Les modifications initiales

Elles ne sont jamais détectées car elles sont totalement silencieuses, c’est-à-dire sans aucun symptôme. On peut, parfois, les observer à l’occasion d’une opération consistant à enlever un rein (néphrectomie) pour une autre raison comme une rupture à l’occasion d’un accident ou, surtout, à l’occasion d’une transplantation rénale.

Le cancer du rein invasif

C'est une tumeur dont les cellules cancéreuses ont envahi le tissu avoisinant. L
es cancers du rein se développent généralement lentement, sur plusieurs années. Ces modifications précoces ne produisent jamais des symptômes visibles et passent donc souvent inaperçues. En revanche, ils peuvent être découverts à l’occasion d’examens.

Mutations successives conduisant la cellule normale a la cellule maligne

  • Cancer in situ
    • Risque : évolution vers un cancer invasif
    • Pas d’envahissement du tissu avoisinant
    • Pas de métastase
  • Cancer invasif
    • Risque : envahissement des tissus avoisinants avec atteinte des ganglions et métastases

L’atteinte des ganglions : quelle importance ?

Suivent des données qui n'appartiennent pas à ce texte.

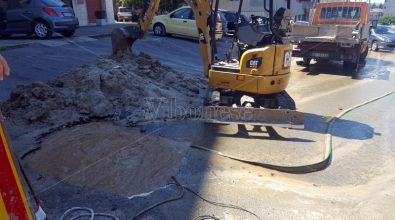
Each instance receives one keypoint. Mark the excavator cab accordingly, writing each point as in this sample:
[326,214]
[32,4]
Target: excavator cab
[248,87]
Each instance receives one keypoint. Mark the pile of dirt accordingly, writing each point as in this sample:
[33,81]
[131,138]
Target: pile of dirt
[115,87]
[109,158]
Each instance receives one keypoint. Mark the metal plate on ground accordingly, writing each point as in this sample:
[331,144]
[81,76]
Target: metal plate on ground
[253,116]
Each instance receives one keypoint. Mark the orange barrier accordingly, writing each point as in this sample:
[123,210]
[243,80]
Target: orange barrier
[13,201]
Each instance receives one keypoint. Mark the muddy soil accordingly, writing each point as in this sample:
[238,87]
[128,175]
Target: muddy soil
[126,88]
[109,158]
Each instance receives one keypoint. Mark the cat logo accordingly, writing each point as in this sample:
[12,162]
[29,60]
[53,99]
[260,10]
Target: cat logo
[255,62]
[287,59]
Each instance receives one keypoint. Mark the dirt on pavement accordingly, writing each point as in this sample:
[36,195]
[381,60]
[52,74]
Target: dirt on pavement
[116,87]
[109,158]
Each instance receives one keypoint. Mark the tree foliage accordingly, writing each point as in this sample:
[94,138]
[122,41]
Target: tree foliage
[387,20]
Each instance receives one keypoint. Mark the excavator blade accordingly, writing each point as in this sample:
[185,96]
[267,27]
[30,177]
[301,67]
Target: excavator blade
[253,116]
[123,38]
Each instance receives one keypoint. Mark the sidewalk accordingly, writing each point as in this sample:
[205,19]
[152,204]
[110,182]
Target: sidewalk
[19,41]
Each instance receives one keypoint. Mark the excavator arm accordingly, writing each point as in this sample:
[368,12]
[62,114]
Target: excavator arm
[123,38]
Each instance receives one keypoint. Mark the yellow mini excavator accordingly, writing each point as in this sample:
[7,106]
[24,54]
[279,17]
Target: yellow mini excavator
[248,86]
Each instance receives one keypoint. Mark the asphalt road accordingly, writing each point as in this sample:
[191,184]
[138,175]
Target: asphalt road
[359,184]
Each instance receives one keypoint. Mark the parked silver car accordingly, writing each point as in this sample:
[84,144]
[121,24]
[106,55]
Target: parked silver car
[39,17]
[382,37]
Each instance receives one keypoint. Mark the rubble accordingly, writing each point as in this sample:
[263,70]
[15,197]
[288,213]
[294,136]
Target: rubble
[109,158]
[115,87]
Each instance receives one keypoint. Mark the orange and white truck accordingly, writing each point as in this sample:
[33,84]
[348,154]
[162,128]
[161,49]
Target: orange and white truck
[336,31]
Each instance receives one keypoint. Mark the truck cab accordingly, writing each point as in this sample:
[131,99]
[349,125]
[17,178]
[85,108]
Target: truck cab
[336,31]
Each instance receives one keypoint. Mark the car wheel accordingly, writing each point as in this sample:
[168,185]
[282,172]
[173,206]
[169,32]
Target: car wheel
[42,30]
[68,33]
[374,46]
[159,30]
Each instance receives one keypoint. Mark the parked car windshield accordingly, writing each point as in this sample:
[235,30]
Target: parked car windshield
[340,13]
[384,30]
[54,3]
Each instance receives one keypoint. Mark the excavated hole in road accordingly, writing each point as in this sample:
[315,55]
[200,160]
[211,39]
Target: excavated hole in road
[102,155]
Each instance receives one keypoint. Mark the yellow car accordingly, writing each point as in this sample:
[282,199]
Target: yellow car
[180,22]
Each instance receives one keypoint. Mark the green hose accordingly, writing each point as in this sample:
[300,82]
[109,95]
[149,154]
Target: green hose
[309,168]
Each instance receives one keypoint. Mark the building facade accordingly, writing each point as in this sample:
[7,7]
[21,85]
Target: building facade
[299,8]
[389,7]
[85,10]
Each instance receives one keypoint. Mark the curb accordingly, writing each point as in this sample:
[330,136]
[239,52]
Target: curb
[15,46]
[22,45]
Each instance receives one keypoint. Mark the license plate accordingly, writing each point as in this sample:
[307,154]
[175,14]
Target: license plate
[324,55]
[67,14]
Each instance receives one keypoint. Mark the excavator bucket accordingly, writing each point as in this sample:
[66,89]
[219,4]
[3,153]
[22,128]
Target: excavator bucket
[123,38]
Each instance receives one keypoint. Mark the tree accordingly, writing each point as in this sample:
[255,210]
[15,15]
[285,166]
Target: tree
[387,20]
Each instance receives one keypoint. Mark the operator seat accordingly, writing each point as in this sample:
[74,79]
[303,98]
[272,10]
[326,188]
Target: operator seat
[253,34]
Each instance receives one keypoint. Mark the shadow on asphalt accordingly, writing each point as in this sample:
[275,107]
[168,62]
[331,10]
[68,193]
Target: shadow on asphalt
[271,134]
[343,128]
[373,68]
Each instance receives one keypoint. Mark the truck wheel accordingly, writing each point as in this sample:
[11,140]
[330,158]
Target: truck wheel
[42,30]
[306,61]
[374,46]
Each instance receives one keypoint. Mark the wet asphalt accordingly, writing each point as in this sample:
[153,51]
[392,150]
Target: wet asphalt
[359,183]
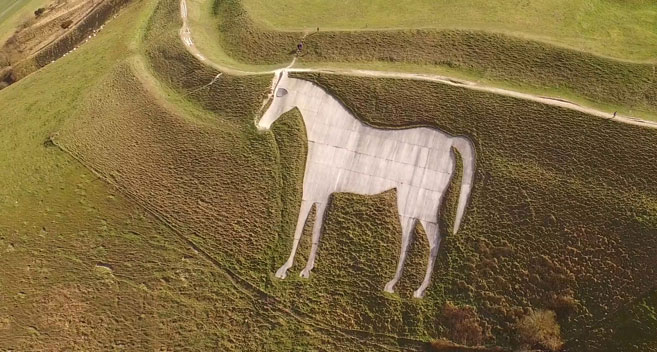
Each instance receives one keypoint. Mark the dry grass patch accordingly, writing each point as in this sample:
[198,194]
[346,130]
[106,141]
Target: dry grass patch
[539,329]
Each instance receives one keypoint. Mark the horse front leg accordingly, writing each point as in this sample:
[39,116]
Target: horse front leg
[433,236]
[281,273]
[317,234]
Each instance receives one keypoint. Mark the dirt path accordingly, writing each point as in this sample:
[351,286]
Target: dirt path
[185,36]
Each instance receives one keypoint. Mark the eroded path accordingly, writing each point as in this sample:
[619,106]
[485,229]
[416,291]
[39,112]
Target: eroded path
[185,36]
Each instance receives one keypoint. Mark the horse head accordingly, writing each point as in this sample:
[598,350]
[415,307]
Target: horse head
[280,99]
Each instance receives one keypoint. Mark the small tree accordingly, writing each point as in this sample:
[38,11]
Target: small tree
[540,329]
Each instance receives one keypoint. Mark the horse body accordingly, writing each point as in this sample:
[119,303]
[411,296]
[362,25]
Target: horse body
[345,155]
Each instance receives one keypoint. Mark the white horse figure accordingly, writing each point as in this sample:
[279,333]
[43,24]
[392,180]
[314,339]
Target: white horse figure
[345,155]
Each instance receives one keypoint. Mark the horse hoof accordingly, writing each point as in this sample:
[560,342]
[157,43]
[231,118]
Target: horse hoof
[390,287]
[281,273]
[305,273]
[418,294]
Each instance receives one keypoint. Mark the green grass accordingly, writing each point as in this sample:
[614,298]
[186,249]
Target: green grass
[612,28]
[499,60]
[550,218]
[14,12]
[63,227]
[192,210]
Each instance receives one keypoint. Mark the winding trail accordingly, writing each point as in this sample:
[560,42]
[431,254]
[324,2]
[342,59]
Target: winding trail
[186,37]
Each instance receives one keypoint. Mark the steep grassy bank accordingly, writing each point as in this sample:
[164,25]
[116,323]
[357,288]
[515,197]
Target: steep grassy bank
[83,268]
[567,223]
[530,64]
[620,29]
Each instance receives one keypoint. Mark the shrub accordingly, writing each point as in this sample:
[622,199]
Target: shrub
[464,324]
[539,329]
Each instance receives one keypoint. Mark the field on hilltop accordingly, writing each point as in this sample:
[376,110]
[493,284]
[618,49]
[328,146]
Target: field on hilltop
[143,210]
[230,34]
[621,29]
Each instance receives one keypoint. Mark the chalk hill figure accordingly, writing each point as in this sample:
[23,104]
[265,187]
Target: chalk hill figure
[345,155]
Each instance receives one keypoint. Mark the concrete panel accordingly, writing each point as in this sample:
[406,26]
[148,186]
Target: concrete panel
[345,155]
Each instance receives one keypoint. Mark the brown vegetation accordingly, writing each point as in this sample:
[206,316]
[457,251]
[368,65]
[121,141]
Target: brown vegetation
[55,31]
[465,326]
[539,329]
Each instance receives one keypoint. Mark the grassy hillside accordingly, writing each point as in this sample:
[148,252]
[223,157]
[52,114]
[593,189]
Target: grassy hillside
[567,223]
[169,235]
[619,29]
[493,58]
[83,267]
[14,12]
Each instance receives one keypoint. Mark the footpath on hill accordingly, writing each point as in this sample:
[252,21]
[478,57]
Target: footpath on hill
[186,37]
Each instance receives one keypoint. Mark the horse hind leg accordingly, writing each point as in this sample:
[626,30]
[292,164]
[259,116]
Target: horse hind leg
[281,273]
[433,236]
[408,225]
[317,234]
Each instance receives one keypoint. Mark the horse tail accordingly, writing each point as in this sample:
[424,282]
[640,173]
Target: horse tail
[466,149]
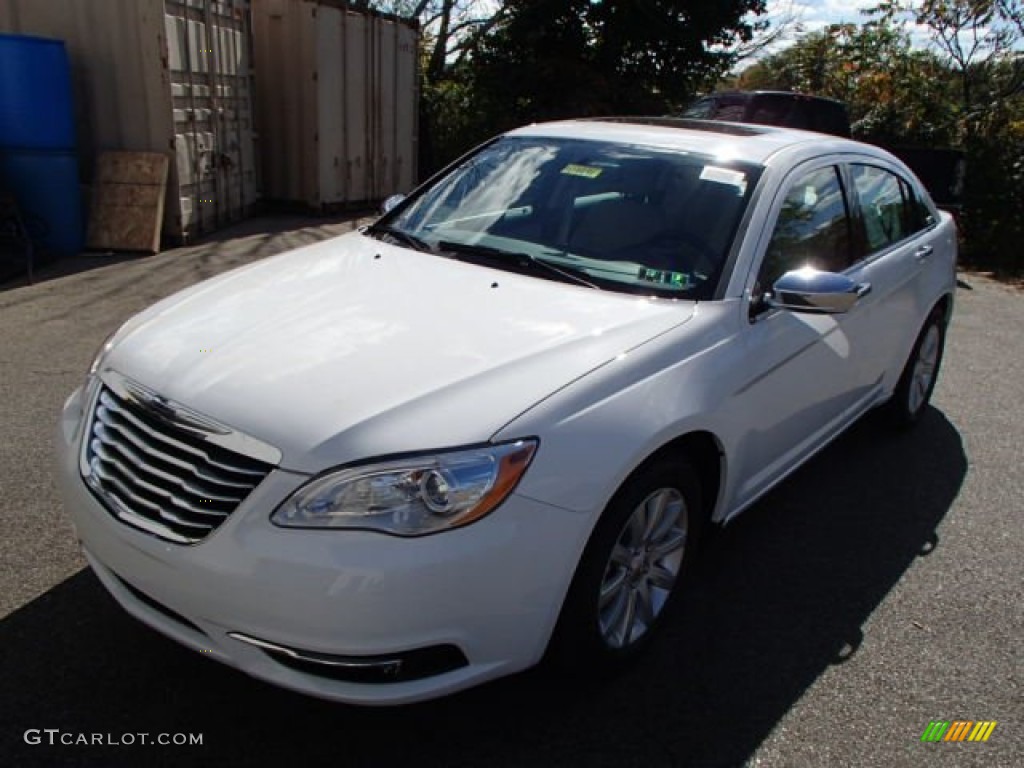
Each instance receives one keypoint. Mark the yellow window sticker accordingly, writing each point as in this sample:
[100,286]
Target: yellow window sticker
[586,171]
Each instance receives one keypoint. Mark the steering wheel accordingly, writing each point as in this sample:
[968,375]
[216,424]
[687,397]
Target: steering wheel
[698,257]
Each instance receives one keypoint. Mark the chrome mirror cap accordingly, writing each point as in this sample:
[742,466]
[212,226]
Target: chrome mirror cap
[815,292]
[388,205]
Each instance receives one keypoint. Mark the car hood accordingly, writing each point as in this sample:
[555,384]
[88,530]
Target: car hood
[352,348]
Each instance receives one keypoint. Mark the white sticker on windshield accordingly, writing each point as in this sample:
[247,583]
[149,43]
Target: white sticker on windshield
[725,176]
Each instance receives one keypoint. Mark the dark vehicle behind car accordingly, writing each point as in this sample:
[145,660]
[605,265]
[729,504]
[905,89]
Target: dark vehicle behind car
[940,170]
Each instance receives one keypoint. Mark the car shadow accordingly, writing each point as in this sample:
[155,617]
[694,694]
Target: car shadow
[777,598]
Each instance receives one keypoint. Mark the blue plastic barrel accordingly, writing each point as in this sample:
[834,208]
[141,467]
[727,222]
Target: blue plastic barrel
[36,105]
[45,183]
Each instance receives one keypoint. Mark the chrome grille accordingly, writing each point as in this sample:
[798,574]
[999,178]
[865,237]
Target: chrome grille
[164,479]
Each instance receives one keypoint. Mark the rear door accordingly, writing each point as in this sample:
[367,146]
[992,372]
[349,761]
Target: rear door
[897,235]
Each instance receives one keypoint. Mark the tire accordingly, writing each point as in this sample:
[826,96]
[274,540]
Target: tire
[639,567]
[913,391]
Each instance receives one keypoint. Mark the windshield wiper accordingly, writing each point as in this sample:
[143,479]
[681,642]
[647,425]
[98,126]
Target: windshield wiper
[401,236]
[520,259]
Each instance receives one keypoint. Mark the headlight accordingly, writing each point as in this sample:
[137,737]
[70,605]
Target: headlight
[411,497]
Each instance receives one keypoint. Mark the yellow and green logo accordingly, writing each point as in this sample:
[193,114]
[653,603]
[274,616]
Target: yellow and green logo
[958,730]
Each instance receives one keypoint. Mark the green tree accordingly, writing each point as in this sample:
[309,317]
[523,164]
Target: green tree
[552,58]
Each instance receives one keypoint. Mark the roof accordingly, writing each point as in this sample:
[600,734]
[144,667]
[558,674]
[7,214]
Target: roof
[754,143]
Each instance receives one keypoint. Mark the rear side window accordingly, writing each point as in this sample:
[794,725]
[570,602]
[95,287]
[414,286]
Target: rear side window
[813,228]
[888,208]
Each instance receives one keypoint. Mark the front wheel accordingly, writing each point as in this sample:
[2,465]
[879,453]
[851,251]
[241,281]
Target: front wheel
[918,380]
[631,571]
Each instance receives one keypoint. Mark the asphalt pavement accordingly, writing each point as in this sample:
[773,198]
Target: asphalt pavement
[878,589]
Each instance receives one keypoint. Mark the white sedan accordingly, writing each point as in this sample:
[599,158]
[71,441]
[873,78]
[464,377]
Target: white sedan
[489,428]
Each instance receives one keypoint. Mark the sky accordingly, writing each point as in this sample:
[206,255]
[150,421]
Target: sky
[815,14]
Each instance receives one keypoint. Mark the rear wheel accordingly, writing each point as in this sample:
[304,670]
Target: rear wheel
[918,380]
[632,569]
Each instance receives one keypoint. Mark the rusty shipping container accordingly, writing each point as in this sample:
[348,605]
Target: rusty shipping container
[337,104]
[170,76]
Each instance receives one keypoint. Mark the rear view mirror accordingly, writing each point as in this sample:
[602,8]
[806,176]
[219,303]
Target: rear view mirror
[816,292]
[388,205]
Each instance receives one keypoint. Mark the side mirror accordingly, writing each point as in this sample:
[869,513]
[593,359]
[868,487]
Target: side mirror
[388,205]
[815,292]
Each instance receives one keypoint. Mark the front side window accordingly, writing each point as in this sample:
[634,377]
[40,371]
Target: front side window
[813,229]
[615,216]
[886,208]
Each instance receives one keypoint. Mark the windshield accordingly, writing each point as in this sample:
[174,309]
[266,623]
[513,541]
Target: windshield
[608,215]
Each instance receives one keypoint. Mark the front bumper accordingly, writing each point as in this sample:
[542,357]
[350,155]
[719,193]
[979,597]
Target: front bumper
[487,594]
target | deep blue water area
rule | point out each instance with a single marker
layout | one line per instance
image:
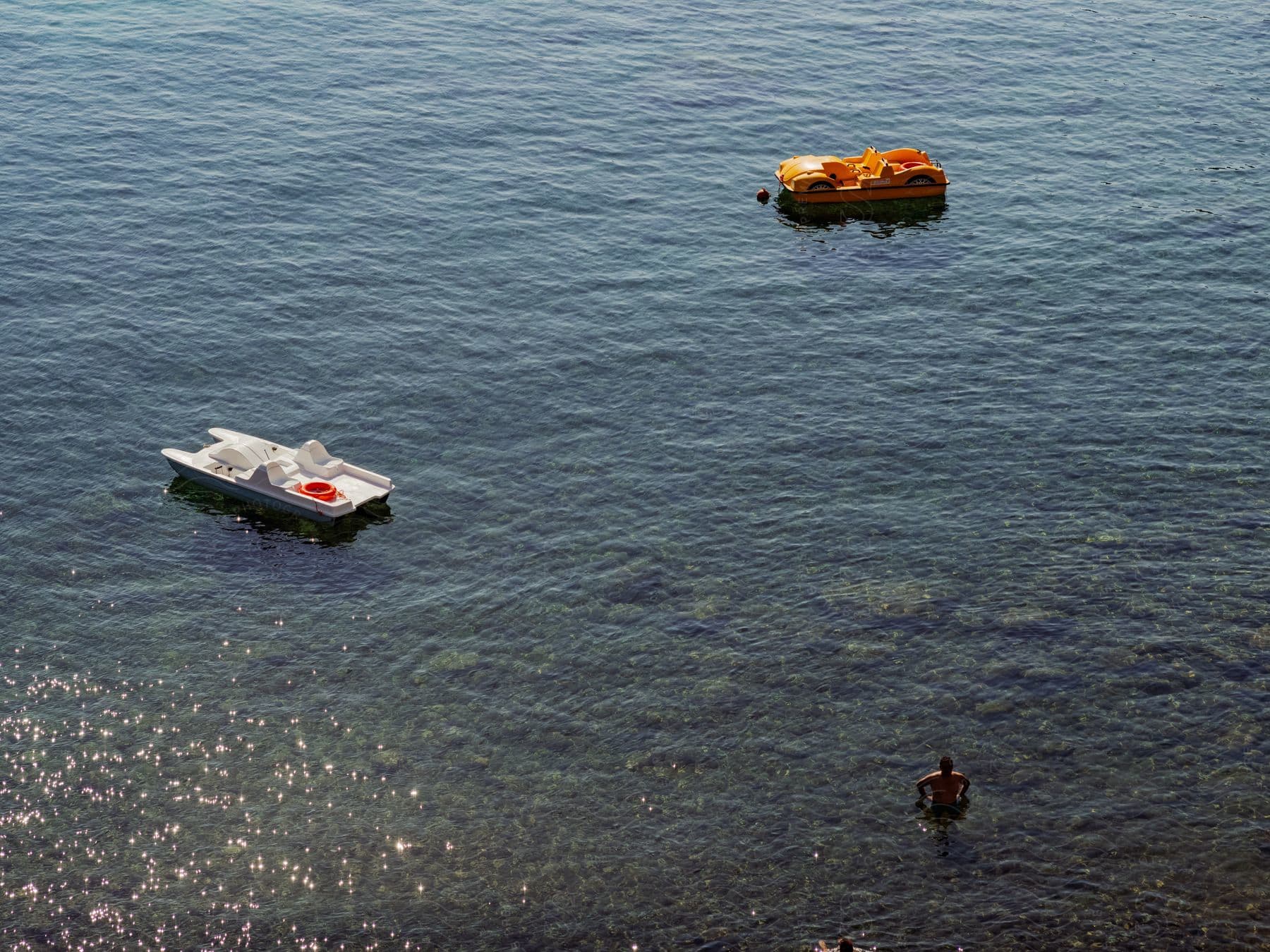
(715, 523)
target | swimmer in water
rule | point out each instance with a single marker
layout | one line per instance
(845, 945)
(946, 790)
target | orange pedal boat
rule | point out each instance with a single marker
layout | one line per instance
(871, 177)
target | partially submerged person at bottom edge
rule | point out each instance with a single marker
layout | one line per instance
(946, 790)
(845, 945)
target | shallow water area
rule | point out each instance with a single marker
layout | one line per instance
(717, 522)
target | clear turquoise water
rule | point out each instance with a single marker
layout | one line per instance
(715, 525)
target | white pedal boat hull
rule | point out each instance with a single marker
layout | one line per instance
(276, 476)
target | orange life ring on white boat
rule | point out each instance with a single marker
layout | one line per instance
(318, 489)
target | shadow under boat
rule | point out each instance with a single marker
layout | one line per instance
(271, 522)
(887, 217)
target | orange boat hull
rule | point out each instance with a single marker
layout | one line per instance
(870, 177)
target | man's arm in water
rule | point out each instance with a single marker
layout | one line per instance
(926, 782)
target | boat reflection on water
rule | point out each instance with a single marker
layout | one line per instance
(268, 522)
(881, 219)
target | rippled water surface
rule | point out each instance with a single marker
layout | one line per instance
(715, 523)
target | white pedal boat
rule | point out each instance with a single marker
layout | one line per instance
(308, 482)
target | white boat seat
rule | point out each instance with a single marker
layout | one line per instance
(282, 472)
(241, 456)
(313, 457)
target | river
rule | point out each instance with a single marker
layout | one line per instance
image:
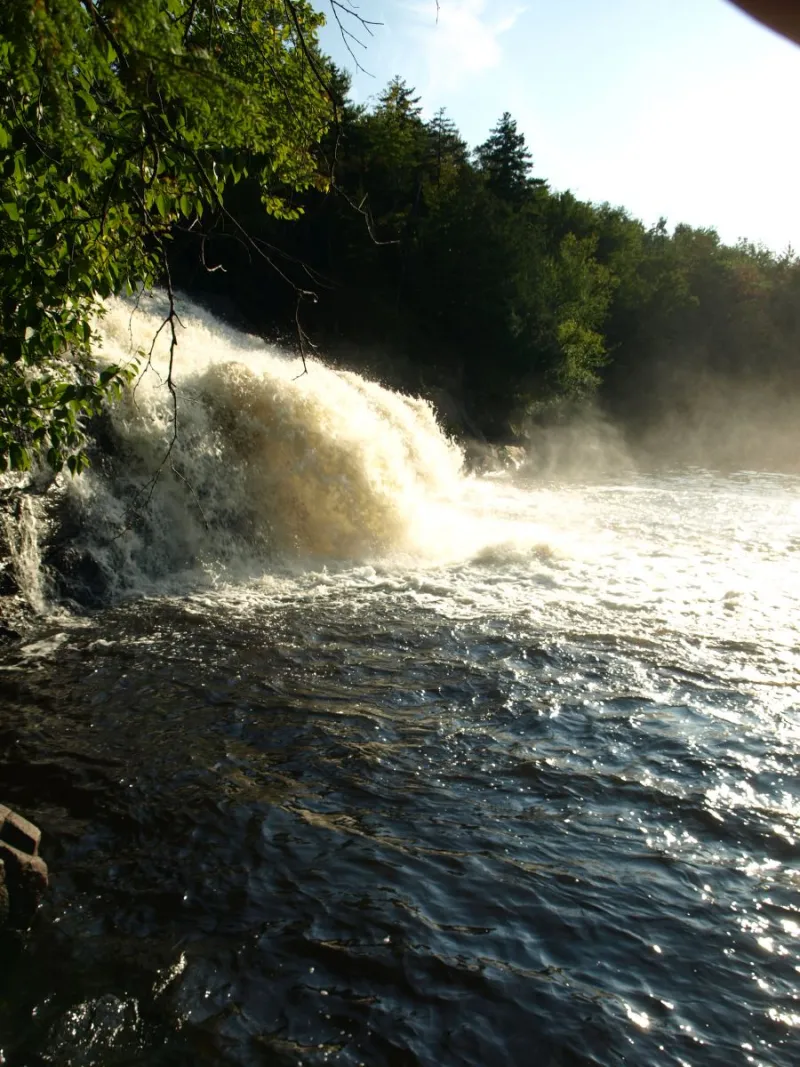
(515, 783)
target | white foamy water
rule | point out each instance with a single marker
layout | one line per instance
(269, 463)
(521, 751)
(284, 486)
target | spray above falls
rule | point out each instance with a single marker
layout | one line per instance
(268, 462)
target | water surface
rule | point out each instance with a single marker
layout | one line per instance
(532, 801)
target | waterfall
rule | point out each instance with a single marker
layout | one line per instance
(269, 462)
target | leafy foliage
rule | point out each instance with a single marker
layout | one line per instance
(117, 121)
(474, 276)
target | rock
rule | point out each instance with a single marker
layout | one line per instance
(9, 584)
(22, 872)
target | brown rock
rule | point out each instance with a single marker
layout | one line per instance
(18, 831)
(22, 872)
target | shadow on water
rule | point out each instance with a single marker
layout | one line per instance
(315, 837)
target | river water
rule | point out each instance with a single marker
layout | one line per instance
(517, 787)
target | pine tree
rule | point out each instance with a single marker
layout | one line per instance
(507, 163)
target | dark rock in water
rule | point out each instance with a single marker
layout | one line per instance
(9, 635)
(22, 872)
(9, 585)
(78, 576)
(4, 905)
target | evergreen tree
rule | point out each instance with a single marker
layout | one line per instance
(507, 163)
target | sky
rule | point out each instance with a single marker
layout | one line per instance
(686, 109)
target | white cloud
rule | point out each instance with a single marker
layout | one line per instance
(464, 42)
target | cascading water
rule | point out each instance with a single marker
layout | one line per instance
(398, 766)
(268, 461)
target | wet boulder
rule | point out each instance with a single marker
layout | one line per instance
(22, 872)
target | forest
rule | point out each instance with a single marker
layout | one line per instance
(142, 149)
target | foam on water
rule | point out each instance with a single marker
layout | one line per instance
(269, 462)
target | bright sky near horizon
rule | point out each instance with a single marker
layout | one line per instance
(678, 108)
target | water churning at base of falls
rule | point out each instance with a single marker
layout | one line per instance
(374, 763)
(268, 461)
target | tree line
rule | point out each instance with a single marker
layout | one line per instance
(210, 146)
(464, 271)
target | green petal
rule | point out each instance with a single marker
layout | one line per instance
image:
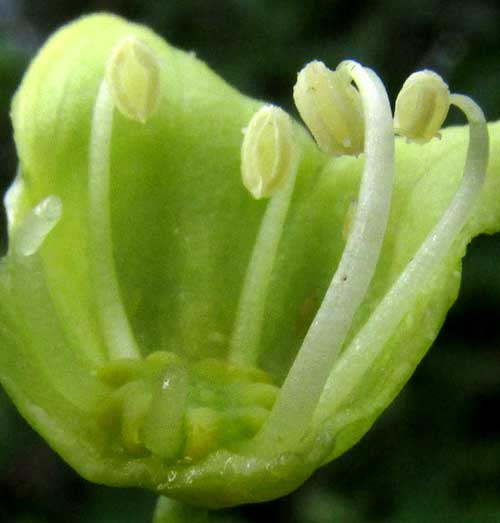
(183, 230)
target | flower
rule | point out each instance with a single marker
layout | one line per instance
(163, 328)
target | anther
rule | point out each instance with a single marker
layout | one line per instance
(132, 75)
(267, 151)
(421, 106)
(331, 108)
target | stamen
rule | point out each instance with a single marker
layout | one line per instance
(331, 108)
(132, 84)
(269, 165)
(132, 76)
(371, 339)
(421, 106)
(304, 384)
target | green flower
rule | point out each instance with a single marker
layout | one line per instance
(163, 325)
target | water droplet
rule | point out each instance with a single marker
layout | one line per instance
(37, 225)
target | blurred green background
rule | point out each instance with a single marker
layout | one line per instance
(434, 456)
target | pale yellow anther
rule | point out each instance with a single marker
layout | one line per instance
(133, 78)
(331, 108)
(268, 151)
(421, 106)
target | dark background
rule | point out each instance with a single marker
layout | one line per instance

L’atteinte des ganglions lymphatiques signifie que certaines cellules cancéreuses ont eu la capacité de sortir du rein pour former d'autres colonies tumorales en dehors de l’organe. Il existe donc un risque que d'autres cellules aient suivi le même processus pour aller dans d'autres organes du corps.
C'est pourquoi, lors du bilan d'extension de la maladie, il est important de déterminer si le cancer s'est étendu aux ganglions lymphatiques du hile du rein puis à ceux situés autour de l’aorte abdominale ou de la veine cave afin de mettre sur pied le meilleur traitement.

Les métastases du cancer du rein

L’événement le plus délétère, au cours de la croissance d'un cancer du rein, est la dissémination des cellules tumorales au-delà du rein (métastases). Les métastases se font par migration des cellules tumorales.

La dissémination des cellules cancéreuses se produit par voie lymphatique et par les vaisseaux sanguins (hématogène). Le drainage veineux collatéral rétrograde du rein par l'intermédiaire des veines lombaires dans les plexus vertébraux semble être dans le développement des métastases dvertébrales et méningées.

Dans le cas des carcinome à cellules claires, des métastases peuvent apparaître dans 10 à 40 % de manière synchrone et, dans environ 30 % des cas, elles ont une évolution métachrone. Quand elles apparaissent, c'est dans les 3 ans qui suivent le diagnostic.

Les métastases pulmonaires représentent 50 à 80 % de l’ensemble des localisations secondaires. Les autres localisations, foie, os, cerveau, surrénale sont moins fréquentes. Leur évolution est très variable.

L’avènement des thérapies ciblées, a transformé la prise en charge de la maladie à ce stade.